Changes in prostate-specific antigen midway through salvage radiotherapy may be associated with long-term outcomes

• Published in: Journal of radiation oncology Vol. 8; no. 2; pp. 171 - 175
• Main Authors: Homza, Jason M., Nawrocki, John T., Brereton, Harmar D., Peters, Christopher A.
• Format: Journal Article
• Language: English
• Published: Berlin/Heidelberg Springer Berlin Heidelberg 01.06.2019; Springer Nature B.V
• Subjects: Antigens; Cancer Research; Confidence intervals; Deprivation; Disease control; Failure rates; Imaging; Medicine; Medicine & Public Health; Oncology; Original Research; Prostate cancer; Radiation therapy; Radiology; Radiotherapy; Salvage; Surgery; Surgical Oncology; Salvage radiation therapy; Prostate-specific antigen; Prostate cancer; Biochemical recurrence; PSA
• ISSN: 1948-7894; 1948-7908
• DOI: 10.1007/s13566-019-00383-1

Objective To examine the relationship between changes in prostate-specific antigen (PSA) by midpoint of salvage radiotherapy (SRT) for biochemically recurrent prostate cancer and long-term clinical outcomes. Methods We conducted a retrospective study of men treated with SRT for biochemically recurrent prostate cancer at a single practice from 2004 to 2016. Patients were grouped based on PSA response at treatment midpoint: group 0, no change; group 1, decrease; group 2, increase.

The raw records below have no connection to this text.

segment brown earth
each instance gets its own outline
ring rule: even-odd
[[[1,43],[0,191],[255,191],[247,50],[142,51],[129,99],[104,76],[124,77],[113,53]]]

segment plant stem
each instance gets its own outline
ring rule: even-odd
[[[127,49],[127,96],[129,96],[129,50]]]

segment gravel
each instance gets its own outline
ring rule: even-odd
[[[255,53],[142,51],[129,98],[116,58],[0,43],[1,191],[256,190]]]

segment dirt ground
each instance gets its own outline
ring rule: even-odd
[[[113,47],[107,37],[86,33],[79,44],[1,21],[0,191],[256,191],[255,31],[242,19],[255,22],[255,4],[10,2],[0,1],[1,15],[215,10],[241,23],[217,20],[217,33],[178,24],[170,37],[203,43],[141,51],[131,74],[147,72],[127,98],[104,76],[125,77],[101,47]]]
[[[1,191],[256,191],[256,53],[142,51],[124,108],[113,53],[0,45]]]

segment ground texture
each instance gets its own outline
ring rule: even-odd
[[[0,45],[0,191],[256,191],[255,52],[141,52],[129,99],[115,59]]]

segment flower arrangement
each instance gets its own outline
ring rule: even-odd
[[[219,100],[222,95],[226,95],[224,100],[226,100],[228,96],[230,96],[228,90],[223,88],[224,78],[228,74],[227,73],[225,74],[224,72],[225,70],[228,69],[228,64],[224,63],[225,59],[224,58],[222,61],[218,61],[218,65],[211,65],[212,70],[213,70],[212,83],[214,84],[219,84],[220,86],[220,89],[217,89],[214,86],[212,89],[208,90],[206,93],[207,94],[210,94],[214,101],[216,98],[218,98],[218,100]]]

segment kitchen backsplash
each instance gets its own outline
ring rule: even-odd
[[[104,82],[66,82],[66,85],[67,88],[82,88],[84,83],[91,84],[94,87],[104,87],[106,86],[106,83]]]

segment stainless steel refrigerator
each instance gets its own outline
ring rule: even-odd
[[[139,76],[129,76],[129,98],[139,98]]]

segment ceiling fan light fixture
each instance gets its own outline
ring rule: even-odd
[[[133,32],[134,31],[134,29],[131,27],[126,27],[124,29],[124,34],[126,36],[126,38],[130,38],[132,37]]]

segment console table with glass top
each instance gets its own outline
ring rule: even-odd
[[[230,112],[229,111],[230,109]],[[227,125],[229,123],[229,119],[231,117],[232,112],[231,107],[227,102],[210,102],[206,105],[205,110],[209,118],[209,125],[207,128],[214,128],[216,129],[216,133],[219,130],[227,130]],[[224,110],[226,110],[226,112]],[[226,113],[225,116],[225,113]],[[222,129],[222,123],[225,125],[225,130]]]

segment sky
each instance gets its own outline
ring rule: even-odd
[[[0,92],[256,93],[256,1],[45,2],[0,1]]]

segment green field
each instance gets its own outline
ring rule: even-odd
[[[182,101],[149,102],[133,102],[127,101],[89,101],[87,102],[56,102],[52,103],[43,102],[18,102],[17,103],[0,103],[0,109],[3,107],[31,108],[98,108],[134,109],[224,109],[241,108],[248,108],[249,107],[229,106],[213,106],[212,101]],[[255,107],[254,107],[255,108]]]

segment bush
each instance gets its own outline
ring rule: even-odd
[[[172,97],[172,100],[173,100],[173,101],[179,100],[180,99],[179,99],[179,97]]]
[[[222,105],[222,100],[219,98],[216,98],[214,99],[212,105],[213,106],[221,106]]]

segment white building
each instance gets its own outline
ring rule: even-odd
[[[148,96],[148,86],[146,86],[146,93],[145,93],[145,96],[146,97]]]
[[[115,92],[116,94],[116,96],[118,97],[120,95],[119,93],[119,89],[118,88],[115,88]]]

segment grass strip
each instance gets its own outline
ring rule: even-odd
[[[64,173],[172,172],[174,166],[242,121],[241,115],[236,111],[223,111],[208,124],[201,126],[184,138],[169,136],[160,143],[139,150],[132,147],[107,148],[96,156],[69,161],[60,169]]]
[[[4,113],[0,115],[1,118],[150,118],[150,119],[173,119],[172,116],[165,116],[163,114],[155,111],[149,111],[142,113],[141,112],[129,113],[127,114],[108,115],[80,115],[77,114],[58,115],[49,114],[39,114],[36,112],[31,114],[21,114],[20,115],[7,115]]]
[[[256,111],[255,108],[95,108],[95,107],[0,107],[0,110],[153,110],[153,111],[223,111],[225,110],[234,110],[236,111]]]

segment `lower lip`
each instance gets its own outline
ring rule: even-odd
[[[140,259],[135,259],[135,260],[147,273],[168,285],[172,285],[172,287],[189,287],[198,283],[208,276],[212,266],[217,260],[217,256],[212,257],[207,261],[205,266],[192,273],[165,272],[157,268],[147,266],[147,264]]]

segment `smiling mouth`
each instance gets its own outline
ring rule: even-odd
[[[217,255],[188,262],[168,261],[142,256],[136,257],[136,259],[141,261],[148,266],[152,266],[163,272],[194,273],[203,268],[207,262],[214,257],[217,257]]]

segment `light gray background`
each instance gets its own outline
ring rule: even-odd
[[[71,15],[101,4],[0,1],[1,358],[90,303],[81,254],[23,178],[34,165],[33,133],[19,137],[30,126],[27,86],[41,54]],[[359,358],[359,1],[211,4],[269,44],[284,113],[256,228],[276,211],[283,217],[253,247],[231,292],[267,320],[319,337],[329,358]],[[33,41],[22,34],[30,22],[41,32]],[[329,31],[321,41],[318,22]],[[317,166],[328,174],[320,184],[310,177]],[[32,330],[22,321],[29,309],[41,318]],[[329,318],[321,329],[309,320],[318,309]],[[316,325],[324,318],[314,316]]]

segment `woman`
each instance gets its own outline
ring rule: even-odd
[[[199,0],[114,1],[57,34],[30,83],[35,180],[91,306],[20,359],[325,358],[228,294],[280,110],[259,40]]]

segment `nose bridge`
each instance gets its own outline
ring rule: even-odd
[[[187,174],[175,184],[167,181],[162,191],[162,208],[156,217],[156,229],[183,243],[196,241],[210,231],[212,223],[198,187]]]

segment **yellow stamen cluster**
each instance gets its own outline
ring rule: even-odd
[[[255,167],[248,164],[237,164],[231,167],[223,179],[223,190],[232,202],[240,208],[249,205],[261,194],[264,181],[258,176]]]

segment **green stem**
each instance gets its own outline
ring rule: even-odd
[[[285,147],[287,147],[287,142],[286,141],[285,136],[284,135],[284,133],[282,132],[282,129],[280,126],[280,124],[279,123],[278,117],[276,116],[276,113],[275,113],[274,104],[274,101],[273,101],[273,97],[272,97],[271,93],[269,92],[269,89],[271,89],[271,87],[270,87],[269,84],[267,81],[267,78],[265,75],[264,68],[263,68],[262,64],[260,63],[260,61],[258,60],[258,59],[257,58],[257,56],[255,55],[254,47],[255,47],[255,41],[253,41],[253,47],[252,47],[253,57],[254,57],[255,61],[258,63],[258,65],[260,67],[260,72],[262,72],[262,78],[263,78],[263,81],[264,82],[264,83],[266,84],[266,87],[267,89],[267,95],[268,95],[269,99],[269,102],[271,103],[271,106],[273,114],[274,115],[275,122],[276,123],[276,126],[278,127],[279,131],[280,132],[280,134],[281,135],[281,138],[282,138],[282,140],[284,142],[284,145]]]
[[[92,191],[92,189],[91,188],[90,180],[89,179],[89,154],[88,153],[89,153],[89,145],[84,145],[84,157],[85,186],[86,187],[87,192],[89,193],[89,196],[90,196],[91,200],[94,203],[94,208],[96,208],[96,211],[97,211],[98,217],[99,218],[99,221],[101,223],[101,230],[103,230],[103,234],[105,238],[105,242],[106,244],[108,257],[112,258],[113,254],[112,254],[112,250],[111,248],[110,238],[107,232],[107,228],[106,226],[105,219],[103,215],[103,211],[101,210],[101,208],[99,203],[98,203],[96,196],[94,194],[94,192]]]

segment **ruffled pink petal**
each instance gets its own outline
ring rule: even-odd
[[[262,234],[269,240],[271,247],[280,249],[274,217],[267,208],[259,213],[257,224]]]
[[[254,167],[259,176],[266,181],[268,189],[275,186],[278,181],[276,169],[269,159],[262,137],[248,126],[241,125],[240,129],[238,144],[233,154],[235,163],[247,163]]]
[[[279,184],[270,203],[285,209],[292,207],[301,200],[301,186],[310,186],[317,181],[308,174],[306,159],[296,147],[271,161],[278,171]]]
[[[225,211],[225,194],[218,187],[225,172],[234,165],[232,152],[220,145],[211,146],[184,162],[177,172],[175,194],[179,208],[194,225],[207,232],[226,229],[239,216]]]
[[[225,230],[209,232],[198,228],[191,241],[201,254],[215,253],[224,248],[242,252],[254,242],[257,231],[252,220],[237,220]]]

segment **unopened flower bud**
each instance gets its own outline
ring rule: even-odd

The primary endpoint was clinical failure measured from time of SRT completion and defined as serum PSA ≥ 0.2 ng/mL above post-radiotherapy nadir, initiation of androgen deprivation therapy, development of bone metastasis, or death from prostate cancer. The Kaplan-Meier method was used to estimate freedom from clinical failure for each group, and differences between groups were examined using pairwise multiple comparison. Results Median follow-up was 51.6 months (range, 3.3–138.0). Of 76 eligible men, 13.1% experienced no change in PSA at midpoint of SRT (group 0), 68.4% experienced a decrease (group 1), and 18.4% experienced an increase (group 2). Four-year freedom from clinical failure rates were as follows: group 0, 60.0%; group 1, 58.3%; and group 2, 41.7%. Median time to clinical failure was 71.7 months (95% confidence interval, 46.9–96.5) for group 1; 26.8 months (95% confidence interval, 0.0–55.9) for group 2; and was not reached for group 0. There was a significant difference in four-year freedom from clinical failure between groups 1 and 2 ( p  = 0.036). Conclusions PSA changes by the midpoint of SRT predict long-term prostate cancer control with increases in PSA associated with decreased freedom from disease progression.